Part of passing the Network+ exam is mastering the many different protocols and services you’re introduced to in your studies, and that’s especially hard when two protocols do much the same thing! That’s the case with RARP and DHCP, so let’s take a close look at these two protocols and why we use them in the first place.
Whether you’ve been around networks for a while or are just getting started with your IT career, you’ll quickly notice that many basic tasks in networking can be handled either statically or dynamically. By “statically”, I mean configuring each device in question manually; by “dynamically”, I mean having it done (almost) automatically. Generally, you’re going to choose the dynamic method, and not because it’s easier or quicker – it’s because dynamic methods are much more adaptable to change, and today’s networks are always changing.
For example, let’s take the task of assigning IP addresses. Let’s say you’ve got 100 PCs that need an IP address. You could go to each workstation and assign the address, subnet mask, and default gateway personally, or you could go to each workstation and enable each workstation to use DHCP to get its IP address from a DHCP server.
You may wonder why you’d choose DHCP instead of static addressing – after all, each choice involves going to the workstation personally, right? At first, yes. But what if the addressing scheme changes? What if six months from now you need these same PCs to be assigned addresses using a totally different addressing scheme? If you configured the PCs manually, you’ve got to go around to the PCs again and change them manually, but if you are using DHCP, you only need to change the information on the DHCP server itself to be just about done!
Now that we’ve discussed why you’d use DHCP, let’s talk about what it is. DHCP is the Dynamic Host Configuration Protocol, and this protocol allows us to configure a DHCP Server that will contain the range of addresses to be assigned, as well as the subnet mask, default gateway, DNS servers, and other information that we want our PCs to learn when they are booted up.
When a PC configured to get its IP address dynamically comes onto the network, it will send a DHCP broadcast packet. This packet will be answered by every DHCP server that receives it, and the PC will use the IP address assigned to it by the first DHCP server that responds to the original request. The PC acknowledges the receipt of this address to all DHCP servers via another broadcast, so addresses sent to the PC by other DHCP servers are returned to the pool of available addresses.
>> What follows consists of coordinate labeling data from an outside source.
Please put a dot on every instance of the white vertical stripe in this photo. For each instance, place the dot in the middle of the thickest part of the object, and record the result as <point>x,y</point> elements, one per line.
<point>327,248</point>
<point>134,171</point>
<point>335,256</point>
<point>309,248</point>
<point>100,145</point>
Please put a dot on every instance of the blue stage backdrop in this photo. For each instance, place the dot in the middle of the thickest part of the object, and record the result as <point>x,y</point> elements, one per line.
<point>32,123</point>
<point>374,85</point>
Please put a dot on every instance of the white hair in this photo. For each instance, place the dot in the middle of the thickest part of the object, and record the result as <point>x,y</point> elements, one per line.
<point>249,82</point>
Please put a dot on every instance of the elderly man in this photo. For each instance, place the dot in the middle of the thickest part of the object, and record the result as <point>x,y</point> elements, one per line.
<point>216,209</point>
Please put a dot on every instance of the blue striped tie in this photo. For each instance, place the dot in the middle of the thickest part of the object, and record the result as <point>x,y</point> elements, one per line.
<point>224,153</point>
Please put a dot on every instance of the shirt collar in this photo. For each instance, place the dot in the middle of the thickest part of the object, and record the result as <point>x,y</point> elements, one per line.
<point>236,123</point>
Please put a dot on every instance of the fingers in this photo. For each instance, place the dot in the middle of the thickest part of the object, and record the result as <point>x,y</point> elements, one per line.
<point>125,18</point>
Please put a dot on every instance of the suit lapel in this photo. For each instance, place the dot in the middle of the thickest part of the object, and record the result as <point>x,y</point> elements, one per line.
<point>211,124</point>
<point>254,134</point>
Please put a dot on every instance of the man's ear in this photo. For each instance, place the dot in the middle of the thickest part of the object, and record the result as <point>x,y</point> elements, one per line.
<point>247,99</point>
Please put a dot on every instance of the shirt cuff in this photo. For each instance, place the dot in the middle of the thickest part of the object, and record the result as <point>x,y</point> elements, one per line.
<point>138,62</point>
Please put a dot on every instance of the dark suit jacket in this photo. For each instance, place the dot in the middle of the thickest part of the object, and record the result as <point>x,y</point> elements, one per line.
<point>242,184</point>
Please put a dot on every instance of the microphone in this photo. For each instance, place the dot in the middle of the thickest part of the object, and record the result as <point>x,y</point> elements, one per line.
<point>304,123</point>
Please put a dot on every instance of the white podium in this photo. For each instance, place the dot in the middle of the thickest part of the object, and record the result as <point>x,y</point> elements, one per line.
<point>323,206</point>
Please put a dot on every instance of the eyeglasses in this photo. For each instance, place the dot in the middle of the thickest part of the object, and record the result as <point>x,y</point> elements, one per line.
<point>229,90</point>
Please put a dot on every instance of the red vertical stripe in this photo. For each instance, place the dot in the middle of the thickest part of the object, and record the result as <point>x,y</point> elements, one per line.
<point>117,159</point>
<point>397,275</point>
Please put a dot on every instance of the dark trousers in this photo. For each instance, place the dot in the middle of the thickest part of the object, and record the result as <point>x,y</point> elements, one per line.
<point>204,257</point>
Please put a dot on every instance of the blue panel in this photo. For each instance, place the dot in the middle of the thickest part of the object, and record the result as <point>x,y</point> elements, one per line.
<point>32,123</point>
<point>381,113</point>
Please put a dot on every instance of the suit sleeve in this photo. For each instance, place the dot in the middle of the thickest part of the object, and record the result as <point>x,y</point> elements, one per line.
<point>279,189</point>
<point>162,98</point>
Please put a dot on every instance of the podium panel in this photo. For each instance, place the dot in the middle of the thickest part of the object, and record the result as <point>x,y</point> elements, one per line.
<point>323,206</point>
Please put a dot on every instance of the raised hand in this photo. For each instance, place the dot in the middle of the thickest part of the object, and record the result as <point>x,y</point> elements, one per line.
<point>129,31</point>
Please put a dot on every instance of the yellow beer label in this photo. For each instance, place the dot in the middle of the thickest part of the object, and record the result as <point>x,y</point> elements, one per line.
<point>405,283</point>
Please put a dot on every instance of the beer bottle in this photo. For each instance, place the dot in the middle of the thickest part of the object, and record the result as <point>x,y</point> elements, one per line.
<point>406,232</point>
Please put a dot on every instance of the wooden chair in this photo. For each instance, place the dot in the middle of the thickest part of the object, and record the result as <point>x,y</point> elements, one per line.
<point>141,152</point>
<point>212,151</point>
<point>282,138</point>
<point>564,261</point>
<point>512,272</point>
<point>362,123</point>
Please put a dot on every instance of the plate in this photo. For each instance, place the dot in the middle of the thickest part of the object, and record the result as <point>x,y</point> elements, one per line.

This IP address does not belong to the PC forever. When the DHCP server is configured, the length of the DHCP Lease is set. This value is the amount of time the host devices will retain a DHCP address assigned to them by this DHCP server. When the lease expires, a renegotiation must take place between the DHCP client (the host device) and the server.
Earlier in this Network+ exam tutorial, I mentioned that there may come a time when you need to change IP assignments on your DHCP Server. But what about the IP addresses that the hosts already have? You can force the host to release its current DHCP-assigned IP address by going to the command prompt and entering “ipconfig /release” (without the quotation marks). To then have the PC request a new IP address, enter “ipconfig /renew”.
Notice that we’ve talked a great deal about DHCP and not much about RARP (Reverse Address Resolution Protocol)? DHCP is much more popular today than RARP, and certification exams tend to reflect that fact. Know both of these methods of dynamic IP address assignment, and you’re on your way to passing the Network+ exam!